True agency is restored only by an anthropology that transforms
this dyad of the two impulses into a triad. And it is not coincidental
that a part of that triad is God's help. The Torah as the third
part is not an add on, but woven into our created being.
This too is something like faith working. The restoration of
our autonomy by the gift of the Law does not erase the primacy of
responsibility, for this gift brings us a limited possession of ourselves only
through our response to it. The rabbis quoted by Kepnes here seem to envision
the human response as a kind of piety: "As long as you preoccupy yourself with
the Torah (the evil inclination) will have no dominion over you." In Hauerwas'
terms, the agent needs to make the law into her own intentions and thus shape
her character through it.
This scriptural anthropology outlined by Kepnes
distinguishes itself from Taylor's
philosophical anthropology by weaving God's responsibility into that of the
human being, or, perhaps better, weaving hers into God's.
ENDNOTES
[1] Stanley
Hauerwas, Vision and Virtue, (South
Bend: University of Notre Dame Press, 1981), pp.48-67.
[2] As
I read him, Hauerwas believes that calling attention to the place of formation
in our human agency is important because to do so confronts what seems to him
(and to many others) an inadequate conception of agency that is typical of
modernity. On this view, action is purely a function of the will, pictured as
kind of independent first cause, that erupts freely into a world to which it is
ultimately indifferent. Such a 'punctual' view of agency requires no tie
between what I do and what I am, and thus no historical connection between my
actions. Hauerwas' point, then, is that notion of formation is necessary for a
realistic anthropology.
[3]
Hauerwas has recently been criticized (cf. Jeffrey Stout, Democracy and Tradition)
for talking about character and community in a way that neglects the larger
world of the democratic nation to which he belongs. Stout argues that Hauerwas
develops the virtues in a way that places all the emphasis on what goes on
within particular communities, and neglects the issue of how members of such
communities are to interpret and participate in the broader contexts that
deeply affect, and are deeply affected by, them.
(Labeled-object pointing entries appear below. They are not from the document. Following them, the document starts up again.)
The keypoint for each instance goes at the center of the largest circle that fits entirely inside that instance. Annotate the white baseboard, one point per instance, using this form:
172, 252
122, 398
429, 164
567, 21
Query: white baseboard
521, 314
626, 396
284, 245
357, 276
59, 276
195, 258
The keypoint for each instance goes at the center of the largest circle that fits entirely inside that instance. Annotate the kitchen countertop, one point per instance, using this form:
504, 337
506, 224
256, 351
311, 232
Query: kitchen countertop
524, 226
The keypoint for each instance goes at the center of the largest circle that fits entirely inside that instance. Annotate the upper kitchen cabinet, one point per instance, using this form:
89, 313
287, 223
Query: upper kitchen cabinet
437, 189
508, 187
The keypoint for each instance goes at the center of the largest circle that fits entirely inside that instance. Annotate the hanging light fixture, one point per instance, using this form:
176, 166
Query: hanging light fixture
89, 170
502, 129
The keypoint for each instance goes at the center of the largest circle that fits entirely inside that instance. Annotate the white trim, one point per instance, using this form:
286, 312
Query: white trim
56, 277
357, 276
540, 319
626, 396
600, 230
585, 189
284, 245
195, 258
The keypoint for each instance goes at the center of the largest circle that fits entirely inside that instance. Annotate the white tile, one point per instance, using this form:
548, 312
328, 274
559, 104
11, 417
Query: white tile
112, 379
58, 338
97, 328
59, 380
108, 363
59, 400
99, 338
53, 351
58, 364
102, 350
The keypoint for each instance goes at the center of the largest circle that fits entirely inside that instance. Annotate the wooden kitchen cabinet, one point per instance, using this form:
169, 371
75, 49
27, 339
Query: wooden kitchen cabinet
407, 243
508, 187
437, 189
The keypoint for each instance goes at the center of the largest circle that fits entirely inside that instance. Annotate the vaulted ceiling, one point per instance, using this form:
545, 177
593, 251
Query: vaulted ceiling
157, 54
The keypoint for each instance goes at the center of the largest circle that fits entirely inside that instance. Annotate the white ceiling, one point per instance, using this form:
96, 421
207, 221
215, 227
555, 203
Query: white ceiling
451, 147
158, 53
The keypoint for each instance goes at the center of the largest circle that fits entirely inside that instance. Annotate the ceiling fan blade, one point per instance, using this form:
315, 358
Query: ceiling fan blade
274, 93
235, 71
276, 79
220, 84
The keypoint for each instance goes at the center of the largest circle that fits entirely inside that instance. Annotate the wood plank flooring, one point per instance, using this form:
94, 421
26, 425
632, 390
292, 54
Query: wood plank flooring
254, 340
Perhaps moral formation in a community,
however important, is not enough to account for the anthropological task. Does
not God call us to respond to those beyond the boundaries of our shared
understandings?
Here Kepnes' discussion of Adam and Eve may help us understand the necessity for the
responsible self to move out beyond her comfort zone, in addition to providing
a more effective response to Stout. While Adam is contemplating Eden, in a way that parallels SR
scholars conversing within their shared discourse, Eve is engaging the broken
world. While it is contrasted with piety, we may press on ourselves the
question of how to describe the virtues Eve displays. What kind of formation
does this virtue entail?
One interesting question for members of SR may be whether these are
"intellectual virtues", referring to the ways we engage
intellectually with members of distinct faith traditions, or virtues of a more
basic, practical, hands in the mud, sort. One perhaps suggestive observation is
that Kepnes speaks of intellectual virtues in terms of small communities, like
SR, while Stout has the nation's public debates in mind when he speaks of
intellectual virtues. Is there something to be learned from this inversion of
intellectual versus practical virtues?
Does Kepnes' approach, in arguing for intellectual engagement in a
particular, small community of scholars, bespeak an intellectual responsibility
that retains a richer sense of the particularity and embodiment Hauerwas
envisions? Are there ways, then, of going out into the word and muddying
the hands that do better at preserving the piety of smaller communities?
[4] I
would like to understand better how the tradition Kepnes draws on here
conceptualizes this "moral and spiritual self" and its relation to the ego and
to the structure of its striving to be ruled by the heteronomous law.